The HIPAA nondiscrimination rules permit employers to offer an incentive as high as 50% of the total cost of employee coverage for tobacco-related wellness programs, such as smoking cessation programs. However, the ADA rules only apply to health programs that include disability-related inquiries or medical examinations. Therefore, a smoking cessation program that merely asks whether employees use tobacco or whether they ceased smoking upon the completion of the program, are not programs that are covered under the ADA incentive rules. Accordingly, an employer may offer incentives as high as 50% of the cost of employee coverage pursuant to the HIPAA incentive rules without running afoul of the ADA rules with respect to such wellness plans. However, if the wellness program relating to tobacco involves a biometric screening or medical examination that tests for the presence of nicotine or tobacco, then the ADA financial incentive rules would apply as a result of such screenings or examinations and the maximum 30% incentive would be applicable.
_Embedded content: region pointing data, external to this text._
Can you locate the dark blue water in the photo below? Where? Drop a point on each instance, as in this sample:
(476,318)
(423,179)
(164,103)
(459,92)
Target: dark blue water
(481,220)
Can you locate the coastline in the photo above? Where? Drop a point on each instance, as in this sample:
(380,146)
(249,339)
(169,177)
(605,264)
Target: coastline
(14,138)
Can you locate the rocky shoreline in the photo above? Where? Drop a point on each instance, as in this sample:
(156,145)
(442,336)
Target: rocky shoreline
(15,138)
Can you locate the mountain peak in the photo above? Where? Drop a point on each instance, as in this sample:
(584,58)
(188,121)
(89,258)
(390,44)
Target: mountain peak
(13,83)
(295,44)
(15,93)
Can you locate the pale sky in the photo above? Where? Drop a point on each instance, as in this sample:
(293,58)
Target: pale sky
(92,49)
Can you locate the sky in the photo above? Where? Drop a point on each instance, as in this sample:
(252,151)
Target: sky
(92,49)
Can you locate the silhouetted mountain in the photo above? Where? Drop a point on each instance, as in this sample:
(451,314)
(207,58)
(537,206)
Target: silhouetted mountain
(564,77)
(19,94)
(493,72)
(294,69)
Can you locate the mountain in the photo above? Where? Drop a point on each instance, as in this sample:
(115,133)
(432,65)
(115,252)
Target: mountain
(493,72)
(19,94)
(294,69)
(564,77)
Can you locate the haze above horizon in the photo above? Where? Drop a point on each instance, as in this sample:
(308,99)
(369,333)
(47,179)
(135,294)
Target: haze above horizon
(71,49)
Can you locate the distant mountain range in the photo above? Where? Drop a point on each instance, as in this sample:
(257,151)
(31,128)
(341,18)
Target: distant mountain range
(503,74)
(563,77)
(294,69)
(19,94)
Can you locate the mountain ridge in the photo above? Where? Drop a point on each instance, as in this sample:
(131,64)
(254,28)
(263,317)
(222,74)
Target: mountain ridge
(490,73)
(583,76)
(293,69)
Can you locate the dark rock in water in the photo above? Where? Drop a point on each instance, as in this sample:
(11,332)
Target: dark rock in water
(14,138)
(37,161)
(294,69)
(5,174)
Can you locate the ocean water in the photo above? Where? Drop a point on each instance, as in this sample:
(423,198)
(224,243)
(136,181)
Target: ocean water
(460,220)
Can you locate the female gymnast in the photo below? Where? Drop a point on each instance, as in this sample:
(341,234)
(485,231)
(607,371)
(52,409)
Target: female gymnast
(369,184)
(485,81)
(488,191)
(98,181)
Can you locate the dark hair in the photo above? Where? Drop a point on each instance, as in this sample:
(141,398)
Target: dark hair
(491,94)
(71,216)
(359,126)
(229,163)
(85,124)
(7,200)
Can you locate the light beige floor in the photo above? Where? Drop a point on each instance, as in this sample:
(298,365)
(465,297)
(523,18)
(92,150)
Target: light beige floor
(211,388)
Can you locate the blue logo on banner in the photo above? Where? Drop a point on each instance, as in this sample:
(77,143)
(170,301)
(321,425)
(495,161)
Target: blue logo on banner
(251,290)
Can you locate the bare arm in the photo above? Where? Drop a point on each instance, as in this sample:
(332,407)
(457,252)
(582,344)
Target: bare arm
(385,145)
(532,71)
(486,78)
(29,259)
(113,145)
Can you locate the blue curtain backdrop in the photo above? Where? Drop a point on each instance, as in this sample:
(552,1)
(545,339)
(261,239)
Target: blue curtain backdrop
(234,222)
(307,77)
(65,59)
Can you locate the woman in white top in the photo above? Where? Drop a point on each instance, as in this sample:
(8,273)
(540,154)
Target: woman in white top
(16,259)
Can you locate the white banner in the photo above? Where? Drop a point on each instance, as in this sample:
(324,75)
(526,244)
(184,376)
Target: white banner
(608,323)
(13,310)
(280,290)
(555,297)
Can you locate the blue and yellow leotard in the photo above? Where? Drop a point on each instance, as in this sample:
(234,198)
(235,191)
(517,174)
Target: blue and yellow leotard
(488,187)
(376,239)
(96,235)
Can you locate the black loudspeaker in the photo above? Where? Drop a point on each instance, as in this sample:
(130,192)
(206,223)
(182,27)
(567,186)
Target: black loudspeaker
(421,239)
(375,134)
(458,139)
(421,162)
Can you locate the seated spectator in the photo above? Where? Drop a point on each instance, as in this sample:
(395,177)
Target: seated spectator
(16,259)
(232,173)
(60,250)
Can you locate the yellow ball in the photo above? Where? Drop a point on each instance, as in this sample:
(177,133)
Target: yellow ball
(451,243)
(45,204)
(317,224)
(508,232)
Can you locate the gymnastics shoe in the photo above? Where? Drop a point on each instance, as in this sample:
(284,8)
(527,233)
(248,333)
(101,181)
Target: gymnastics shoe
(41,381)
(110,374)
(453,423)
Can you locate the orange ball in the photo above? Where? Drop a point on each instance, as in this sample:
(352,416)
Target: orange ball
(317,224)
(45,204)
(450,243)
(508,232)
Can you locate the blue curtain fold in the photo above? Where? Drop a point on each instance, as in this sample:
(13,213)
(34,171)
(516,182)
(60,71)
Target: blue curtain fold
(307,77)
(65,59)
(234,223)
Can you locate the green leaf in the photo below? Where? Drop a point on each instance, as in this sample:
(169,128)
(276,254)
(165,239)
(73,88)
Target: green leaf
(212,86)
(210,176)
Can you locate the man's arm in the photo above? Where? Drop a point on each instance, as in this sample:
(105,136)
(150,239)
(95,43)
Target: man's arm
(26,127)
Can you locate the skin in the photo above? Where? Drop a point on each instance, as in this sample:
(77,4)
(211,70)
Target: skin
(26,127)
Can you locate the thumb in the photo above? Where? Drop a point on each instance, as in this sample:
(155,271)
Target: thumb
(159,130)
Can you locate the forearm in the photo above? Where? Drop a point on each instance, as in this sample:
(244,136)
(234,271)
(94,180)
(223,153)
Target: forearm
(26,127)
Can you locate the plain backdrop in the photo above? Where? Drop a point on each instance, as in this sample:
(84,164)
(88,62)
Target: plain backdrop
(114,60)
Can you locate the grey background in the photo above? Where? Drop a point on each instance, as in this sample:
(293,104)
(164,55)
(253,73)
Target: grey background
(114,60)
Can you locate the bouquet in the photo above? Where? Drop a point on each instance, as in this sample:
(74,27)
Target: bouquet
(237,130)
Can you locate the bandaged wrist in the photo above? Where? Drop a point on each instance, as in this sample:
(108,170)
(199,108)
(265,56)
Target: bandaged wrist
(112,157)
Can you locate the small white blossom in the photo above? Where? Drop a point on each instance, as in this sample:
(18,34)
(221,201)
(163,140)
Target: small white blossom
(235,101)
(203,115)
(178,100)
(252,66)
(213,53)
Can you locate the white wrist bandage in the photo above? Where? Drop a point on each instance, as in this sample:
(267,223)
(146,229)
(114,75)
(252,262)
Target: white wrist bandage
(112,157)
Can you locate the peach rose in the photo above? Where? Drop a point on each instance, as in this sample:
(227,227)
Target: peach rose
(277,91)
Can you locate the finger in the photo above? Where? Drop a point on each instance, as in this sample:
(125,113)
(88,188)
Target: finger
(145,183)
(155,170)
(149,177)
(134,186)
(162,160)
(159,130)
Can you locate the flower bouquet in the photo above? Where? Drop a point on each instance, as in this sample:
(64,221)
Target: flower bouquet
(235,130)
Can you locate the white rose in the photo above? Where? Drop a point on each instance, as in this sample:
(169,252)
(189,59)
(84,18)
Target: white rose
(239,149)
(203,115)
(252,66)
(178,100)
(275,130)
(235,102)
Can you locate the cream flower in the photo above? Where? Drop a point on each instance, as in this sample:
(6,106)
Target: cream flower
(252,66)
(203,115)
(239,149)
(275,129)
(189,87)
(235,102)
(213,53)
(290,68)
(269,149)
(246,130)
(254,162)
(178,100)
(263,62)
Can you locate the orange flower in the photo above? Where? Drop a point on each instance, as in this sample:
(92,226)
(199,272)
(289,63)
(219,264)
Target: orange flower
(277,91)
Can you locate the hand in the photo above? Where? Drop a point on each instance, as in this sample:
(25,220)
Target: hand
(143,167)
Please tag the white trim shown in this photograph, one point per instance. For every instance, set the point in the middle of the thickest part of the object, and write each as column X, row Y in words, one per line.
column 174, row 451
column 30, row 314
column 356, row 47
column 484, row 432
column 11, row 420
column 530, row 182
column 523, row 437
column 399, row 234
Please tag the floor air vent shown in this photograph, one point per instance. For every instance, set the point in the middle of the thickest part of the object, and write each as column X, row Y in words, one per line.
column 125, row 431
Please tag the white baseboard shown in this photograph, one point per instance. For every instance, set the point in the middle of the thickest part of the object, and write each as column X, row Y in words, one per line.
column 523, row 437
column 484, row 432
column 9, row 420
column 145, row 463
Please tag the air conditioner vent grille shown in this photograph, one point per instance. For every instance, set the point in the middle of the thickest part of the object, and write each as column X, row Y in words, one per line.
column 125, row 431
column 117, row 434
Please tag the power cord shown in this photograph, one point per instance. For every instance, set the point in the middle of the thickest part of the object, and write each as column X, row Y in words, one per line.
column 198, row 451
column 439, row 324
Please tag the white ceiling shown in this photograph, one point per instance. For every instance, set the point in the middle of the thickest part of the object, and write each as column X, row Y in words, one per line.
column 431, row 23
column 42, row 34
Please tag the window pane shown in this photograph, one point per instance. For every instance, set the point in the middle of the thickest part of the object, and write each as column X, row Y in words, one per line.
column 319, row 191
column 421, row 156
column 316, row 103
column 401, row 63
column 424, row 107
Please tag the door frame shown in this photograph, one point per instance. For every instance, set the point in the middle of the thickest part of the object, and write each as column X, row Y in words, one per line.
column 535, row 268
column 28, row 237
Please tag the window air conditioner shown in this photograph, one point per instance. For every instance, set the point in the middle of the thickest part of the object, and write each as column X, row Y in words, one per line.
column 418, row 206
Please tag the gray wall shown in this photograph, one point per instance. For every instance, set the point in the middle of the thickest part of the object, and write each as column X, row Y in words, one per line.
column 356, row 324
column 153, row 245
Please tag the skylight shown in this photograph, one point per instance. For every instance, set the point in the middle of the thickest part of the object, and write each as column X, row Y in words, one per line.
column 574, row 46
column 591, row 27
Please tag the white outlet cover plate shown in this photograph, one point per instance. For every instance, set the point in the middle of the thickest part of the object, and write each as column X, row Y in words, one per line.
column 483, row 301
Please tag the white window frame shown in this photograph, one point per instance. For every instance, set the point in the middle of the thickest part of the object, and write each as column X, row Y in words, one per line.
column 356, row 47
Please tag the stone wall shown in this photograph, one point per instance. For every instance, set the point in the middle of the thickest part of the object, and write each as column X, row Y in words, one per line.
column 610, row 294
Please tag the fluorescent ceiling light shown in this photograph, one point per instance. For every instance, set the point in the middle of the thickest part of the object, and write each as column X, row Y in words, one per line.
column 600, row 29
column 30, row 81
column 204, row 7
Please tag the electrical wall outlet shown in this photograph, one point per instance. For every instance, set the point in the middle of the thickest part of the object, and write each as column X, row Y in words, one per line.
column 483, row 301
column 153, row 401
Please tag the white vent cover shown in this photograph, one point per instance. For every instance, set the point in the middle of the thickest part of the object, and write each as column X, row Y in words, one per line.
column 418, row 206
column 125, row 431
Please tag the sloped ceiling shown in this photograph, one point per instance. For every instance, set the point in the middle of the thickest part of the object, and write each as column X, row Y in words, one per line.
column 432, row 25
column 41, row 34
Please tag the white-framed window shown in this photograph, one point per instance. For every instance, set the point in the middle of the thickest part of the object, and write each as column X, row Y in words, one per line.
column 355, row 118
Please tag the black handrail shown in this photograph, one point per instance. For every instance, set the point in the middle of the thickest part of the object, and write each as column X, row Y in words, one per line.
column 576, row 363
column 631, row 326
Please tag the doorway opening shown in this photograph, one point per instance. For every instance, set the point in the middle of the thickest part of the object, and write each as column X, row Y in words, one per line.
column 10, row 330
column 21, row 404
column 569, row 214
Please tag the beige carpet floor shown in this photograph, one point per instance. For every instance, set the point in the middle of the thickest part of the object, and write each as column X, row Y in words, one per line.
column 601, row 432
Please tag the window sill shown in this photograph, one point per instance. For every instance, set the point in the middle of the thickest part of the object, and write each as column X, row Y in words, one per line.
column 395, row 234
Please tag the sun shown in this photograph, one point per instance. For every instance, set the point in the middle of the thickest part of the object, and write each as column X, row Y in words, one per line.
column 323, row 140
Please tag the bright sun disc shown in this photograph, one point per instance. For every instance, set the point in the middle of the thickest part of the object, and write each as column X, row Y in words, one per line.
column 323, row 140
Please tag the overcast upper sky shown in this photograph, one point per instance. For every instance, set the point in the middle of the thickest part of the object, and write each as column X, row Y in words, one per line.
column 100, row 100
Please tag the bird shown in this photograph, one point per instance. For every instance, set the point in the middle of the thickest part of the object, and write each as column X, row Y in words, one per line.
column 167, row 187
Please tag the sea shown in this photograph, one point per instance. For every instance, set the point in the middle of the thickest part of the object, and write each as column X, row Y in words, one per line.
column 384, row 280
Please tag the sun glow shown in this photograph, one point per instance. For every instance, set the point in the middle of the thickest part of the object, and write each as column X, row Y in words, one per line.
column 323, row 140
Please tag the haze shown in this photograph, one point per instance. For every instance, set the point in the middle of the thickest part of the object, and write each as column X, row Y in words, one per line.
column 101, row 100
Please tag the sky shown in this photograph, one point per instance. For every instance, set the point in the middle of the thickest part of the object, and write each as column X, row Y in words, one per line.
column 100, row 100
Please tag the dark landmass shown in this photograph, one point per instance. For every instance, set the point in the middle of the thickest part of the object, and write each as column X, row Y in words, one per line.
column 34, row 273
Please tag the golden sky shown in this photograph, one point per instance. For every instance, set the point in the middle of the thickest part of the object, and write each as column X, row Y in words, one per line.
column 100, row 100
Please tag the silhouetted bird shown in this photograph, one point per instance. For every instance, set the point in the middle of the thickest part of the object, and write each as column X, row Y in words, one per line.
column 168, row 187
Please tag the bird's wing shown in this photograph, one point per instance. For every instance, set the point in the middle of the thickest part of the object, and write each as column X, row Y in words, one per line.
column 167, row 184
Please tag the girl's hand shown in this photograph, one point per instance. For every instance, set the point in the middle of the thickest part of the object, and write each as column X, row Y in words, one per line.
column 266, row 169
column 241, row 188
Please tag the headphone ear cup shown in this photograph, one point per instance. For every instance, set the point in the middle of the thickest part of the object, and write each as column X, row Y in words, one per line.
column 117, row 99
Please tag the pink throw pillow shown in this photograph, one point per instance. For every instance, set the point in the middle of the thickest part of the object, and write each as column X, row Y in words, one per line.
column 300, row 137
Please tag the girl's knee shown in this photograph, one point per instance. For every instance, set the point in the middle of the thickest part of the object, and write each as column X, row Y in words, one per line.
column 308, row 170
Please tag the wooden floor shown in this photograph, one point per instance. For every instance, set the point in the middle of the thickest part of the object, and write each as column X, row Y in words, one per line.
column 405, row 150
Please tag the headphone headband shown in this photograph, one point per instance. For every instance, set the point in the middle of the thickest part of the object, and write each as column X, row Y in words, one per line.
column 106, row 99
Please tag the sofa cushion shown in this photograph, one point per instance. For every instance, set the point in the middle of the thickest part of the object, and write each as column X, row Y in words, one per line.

Confidentiality Requirement

The ADA requires that medical records that are developed as part of an employee health program be maintained in a confidential manner and must not be used for purposes other than in connection with the employee’s participation in such health program. Further, all medical information collected in connection with an employee health program may only be provided to the employer in aggregate terms that do not disclose the identity of the specific individuals, except as necessary to administer the health program. If a wellness program is part of a group health plan, any individually identifiable health information that is collected will be “protected health information” under HIPAA and subject to the HIPAA privacy, security and breach notification rules.

The proposed rules suggest that a wellness program that is part of a group health plan will likely satisfy the ADA confidentiality requirements by complying with the HIPAA privacy rules. However, both employers and wellness programs must take steps to protect the confidentiality of employee medical information that is received in connection with an employee health program, which includes maintaining clear policies and procedures regarding the collection, storage and disclosure of medical information and the training of the individuals who handle such medical information. The proposed rules further provide that a best practice is not to permit individuals who handle medical information that is part of an employee health program to make decisions relating to employment, such as decisions relating to hiring, termination or discipline.

Conclusion

As a result of the EEOC’s proposed rules, employers now have a roadmap to follow in designing compliant wellness programs. We recommend that employers begin evaluating (or re-evaluating, as the case may be) their wellness programs to ensure continuing compliance with the HIPAA nondiscrimination rules and compliance with the proposed rules, if and when such rules are finalized.

The EEOC has requested input and written comments on issues relating to the proposed rules and such comments must be received by the EEOC by June 19, 2015.